**Bielefeld-Münster Seminar**

Date: 24 June 2019

Venue: University of Münster, Einsteinstraße 62

The talks will be in room SR0 in the main building. Tea will be served in the same room during the breaks.

### Schedule

10:00 | Maneesh Thakur |

The inclusions D_{4}⊂ F_{4}⊂ E_{6} and a question of Albert | |

11:00 | Coffee break |

11:30 | Olga Varghese |

Graph products of finite groups and their automorphism groups | |

12:30 | Lunch break |

14:00 | Georges Neaime |

Interval Garside Structures for Euclidean Artin Groups | |

15:00 | Coffee break |

15:30 | Sophiane Yahiatene |

Hurwitz action in Coxeter groups and extended Weyl groups | |

16:30 | End the of seminar |

### Abstracts

#### Maneesh Thakur

*The inclusions D*

_{4}⊂ F_{4}⊂ E_{6}and a question of AlbertIn 1965 Albert raised the question if exceptional Jordan division algebras always contain cubic cyclic subfields. These algebras (now called Albert algebras) are of great importance for their connections with exceptional algebraic groups.

In our talk, we will explain the inclusions in the title and elaborate on the question of Albert in that context, also report on known results and some recent progress.

#### Olga Varghese

*Graph products of finite groups and their automorphism groups*

We investigate algebraic and geometric properties of groups whose building blocks are finite groups. These groups are defined via simplicial graphs Γ and are called graph products of finite groups G_{Γ}. We characterize many properties (e.g. word hyperbolicity, virtual freeness, Kazhdan's property (T)) of the graph product G_{Γ} and their automorphism group Aut(G_{Γ}) in terms of the shape of Γ.

#### Geoerges Neaime

*Interval Garside Structures for Euclidean Artin Groups*

Garside structures were invented in order to better understand Artin groups and their generalizations. Finite-type Artin groups admit two types of Garside structures corresponding to their standard and dual presentations. Concerning Euclidean Artin groups, Digne established Garside structures for two families of these groups by using their dual presentations. Recently, McCammond established that none of the remaining dual presentations (except for one additional case) correspond to Garside structures. He and Sulway also identified Euclidean Artin groups as subgroups of other Garside groups, thereby clarifying some of their properties.
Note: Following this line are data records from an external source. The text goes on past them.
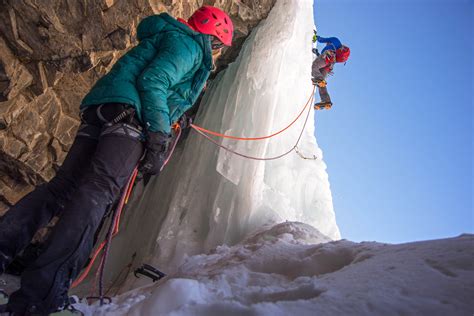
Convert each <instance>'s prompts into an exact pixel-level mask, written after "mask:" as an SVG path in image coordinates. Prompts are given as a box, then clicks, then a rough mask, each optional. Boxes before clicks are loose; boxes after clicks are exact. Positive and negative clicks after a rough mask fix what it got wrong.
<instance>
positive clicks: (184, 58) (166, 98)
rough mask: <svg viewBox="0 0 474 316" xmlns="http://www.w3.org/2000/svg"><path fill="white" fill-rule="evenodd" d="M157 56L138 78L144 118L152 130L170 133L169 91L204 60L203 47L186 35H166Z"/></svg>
mask: <svg viewBox="0 0 474 316" xmlns="http://www.w3.org/2000/svg"><path fill="white" fill-rule="evenodd" d="M157 51H158V53H157V55H156V56H155V58H154V59H153V60H152V61H151V62H150V64H148V66H147V67H146V68H145V70H144V71H143V72H142V73H141V74H140V76H139V77H138V78H137V82H136V86H137V90H138V93H139V95H140V101H141V104H142V112H143V113H142V119H143V122H144V123H145V125H146V127H147V128H148V130H150V131H151V132H163V133H168V134H169V133H170V132H171V122H170V113H169V107H168V103H167V97H168V91H169V89H170V88H171V87H173V86H174V85H176V84H177V83H179V82H180V81H181V79H182V78H183V77H184V76H185V75H186V74H187V73H189V72H190V71H192V70H193V68H194V67H195V66H196V64H197V63H199V62H200V60H201V59H202V53H201V52H200V47H199V46H198V44H197V43H195V42H194V40H189V39H188V38H185V37H184V36H172V35H169V36H166V37H165V38H163V39H162V40H161V43H160V46H159V47H158V49H157Z"/></svg>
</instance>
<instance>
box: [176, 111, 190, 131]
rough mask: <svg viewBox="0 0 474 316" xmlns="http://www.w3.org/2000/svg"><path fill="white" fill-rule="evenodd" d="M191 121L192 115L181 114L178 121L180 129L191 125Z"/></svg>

In this talk, shifting attention from dual presentations to other presentations for type Ã discovered by Shi and Corran-Lee-Lee, I will construct standard Garside structures for this type of Euclidean Artin groups.

#### Sophiane Yahiatene

*Hurwitz action in Coxeter groups and extended Weyl groups*

In the talk we will investigate a natural braid group action on factorizations of elements in reflection groups. First we will consider reflection factorizations of distinguished elements in Coxeter groups of finite rank and state conditions whether two factorizations lie in the same orbit under the natural action. Then we will define the so-called extended Weyl groups which can be seen as an extention of a family of Coxeter groups. They appear in the study of hereditary abelian categories. There we will consider the same action on reduced reflection factorizations of the class of Coxeter transformations. (j.w. B. Baumeister and P. Wegener)